I’m up again. I tried to turn over in my sleep and a sharp pain stabbed at my back and woke me up. I’ve been up for a while now and I can’t help but think and pray, again, “O Lord, how much longer will I have to be in pain like this?”
My first memory of having back pain was when I was in 8th grade and my dad took me to see a chiropractor. To be honest, I don’t think the chiro knew what he was doing. Anyway, at least I walked away from that appointment with a few stretches I still implement today.
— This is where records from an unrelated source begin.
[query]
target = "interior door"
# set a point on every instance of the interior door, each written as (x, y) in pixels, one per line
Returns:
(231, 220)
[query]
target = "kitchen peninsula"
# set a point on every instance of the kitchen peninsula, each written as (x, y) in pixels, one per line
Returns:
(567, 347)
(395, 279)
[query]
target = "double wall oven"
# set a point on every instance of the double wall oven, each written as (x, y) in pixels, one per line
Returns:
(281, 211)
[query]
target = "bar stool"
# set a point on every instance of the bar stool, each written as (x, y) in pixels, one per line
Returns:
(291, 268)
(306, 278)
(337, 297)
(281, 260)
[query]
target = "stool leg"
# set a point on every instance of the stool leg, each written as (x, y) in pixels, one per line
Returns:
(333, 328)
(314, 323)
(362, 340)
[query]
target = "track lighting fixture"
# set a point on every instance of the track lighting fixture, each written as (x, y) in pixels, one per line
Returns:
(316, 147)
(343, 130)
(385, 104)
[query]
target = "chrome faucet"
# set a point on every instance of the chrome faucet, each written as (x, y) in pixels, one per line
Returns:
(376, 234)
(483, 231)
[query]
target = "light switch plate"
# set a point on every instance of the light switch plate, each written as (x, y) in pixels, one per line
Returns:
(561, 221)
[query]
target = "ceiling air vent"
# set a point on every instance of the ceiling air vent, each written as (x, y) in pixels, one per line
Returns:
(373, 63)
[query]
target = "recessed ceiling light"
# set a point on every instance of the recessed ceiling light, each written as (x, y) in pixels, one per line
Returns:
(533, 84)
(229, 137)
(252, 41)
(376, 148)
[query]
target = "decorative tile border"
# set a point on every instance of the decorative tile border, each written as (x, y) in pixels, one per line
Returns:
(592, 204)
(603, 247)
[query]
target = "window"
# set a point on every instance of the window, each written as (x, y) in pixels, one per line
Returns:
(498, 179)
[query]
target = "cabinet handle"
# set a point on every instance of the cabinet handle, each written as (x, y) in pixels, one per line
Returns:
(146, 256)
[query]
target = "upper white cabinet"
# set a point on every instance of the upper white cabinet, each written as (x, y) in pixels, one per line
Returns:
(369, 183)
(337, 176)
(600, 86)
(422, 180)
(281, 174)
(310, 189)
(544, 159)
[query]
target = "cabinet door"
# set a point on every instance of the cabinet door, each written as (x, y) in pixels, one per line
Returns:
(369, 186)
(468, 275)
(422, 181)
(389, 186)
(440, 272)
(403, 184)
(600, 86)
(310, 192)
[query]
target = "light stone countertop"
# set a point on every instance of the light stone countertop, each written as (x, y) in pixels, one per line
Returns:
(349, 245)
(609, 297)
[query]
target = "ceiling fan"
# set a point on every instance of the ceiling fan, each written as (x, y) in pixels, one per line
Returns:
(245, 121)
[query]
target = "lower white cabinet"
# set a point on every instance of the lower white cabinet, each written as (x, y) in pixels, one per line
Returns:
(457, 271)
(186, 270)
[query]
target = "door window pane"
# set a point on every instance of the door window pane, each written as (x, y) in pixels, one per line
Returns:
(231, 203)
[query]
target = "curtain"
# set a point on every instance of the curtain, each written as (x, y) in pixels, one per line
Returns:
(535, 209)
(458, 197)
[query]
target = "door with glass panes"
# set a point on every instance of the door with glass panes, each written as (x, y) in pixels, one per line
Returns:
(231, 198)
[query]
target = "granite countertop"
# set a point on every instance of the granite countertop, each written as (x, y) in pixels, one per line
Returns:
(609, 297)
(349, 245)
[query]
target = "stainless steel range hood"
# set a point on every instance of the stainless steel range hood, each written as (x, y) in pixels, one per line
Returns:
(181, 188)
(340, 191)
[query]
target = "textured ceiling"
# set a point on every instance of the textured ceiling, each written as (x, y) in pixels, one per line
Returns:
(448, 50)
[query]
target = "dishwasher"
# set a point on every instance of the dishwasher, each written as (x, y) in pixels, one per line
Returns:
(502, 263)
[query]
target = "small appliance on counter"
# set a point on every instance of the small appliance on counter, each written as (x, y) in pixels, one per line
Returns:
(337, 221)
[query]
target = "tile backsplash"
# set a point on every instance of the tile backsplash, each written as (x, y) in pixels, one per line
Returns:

My high school friends tell me they remember me complaining of back pain throughout high school but my only vivid memory of it was during my junior year when I tried to do a bicycle kick while playing soccer. (If you don’t know what that is, go look it up. It’s pretty cool.) I don’t remember if the ball went in the goal or not but I remember lying on the ground after slamming into it and not wanting anyone to touch me or make me move. I wanted to be one with the ground forever. The pain was ridiculous! Doing that kick was one of the worst decisions I have ever made. And just like that, soccer was done for me. People insisted but I knew there was no need for hospitals or doctors; I knew I had done enough damage that to continue doing sports would be the end of my mobility.
This round of back pain tstarted a little over a year ago. X-rays and an MRI were done and it showed that I had bulged discs impinging on nerves, that DDD was present, and that I had a curved spine .
This particular back pain that wakes me up In the middle of the night started about two months ago. I don’t know what this pain is caused by, maybe nerves being pressed again or DDD taking a turn for the worse, but I am so weary of it.
I’ve been to more chiropractors, more doctors, I’ve taken many muscle relaxers, anti-inflammatory steroids, pain relievers but nothing has worked. The latest step my new doctor has taken is to give me cortisone shots into the inflamed muscles in my lower right back. That was done four days ago. The day after, I was sore at the injection sights but could sit and stand comfortably. The day after that however, I was writhing in pain again. Today, well, you know.
I’m weary, to be honest. It’s discouraging to not have things work to keep me free from pain. It makes me bitter that modern medicine is failing me and I feel like all I’ve known for the past year is pain. And I pray often that God will take it away cause I’m so tired.
But I also try to keep the perspective that everything is working out for the glory of God. It’s difficult to see this sometimes when it’s 3 am and I’m not able to sleep, but I try.
[Many] times I pleaded with the Lord to take it away from me. But He said to me, ‘My grace is sufficient for you, for My power is made perfect in weakness.’ Therefore I will boast all the more gladly about my weaknesses, so that Christ’s power may rest on me. That is why, for Christ’s sake, I delight in weaknesses … in difficulties. For when I am weak, then I am strong.” – 2 Corinthians 12.8-10
We’ll see what the next step is. If you think of it, please say a prayer for me. Thanks.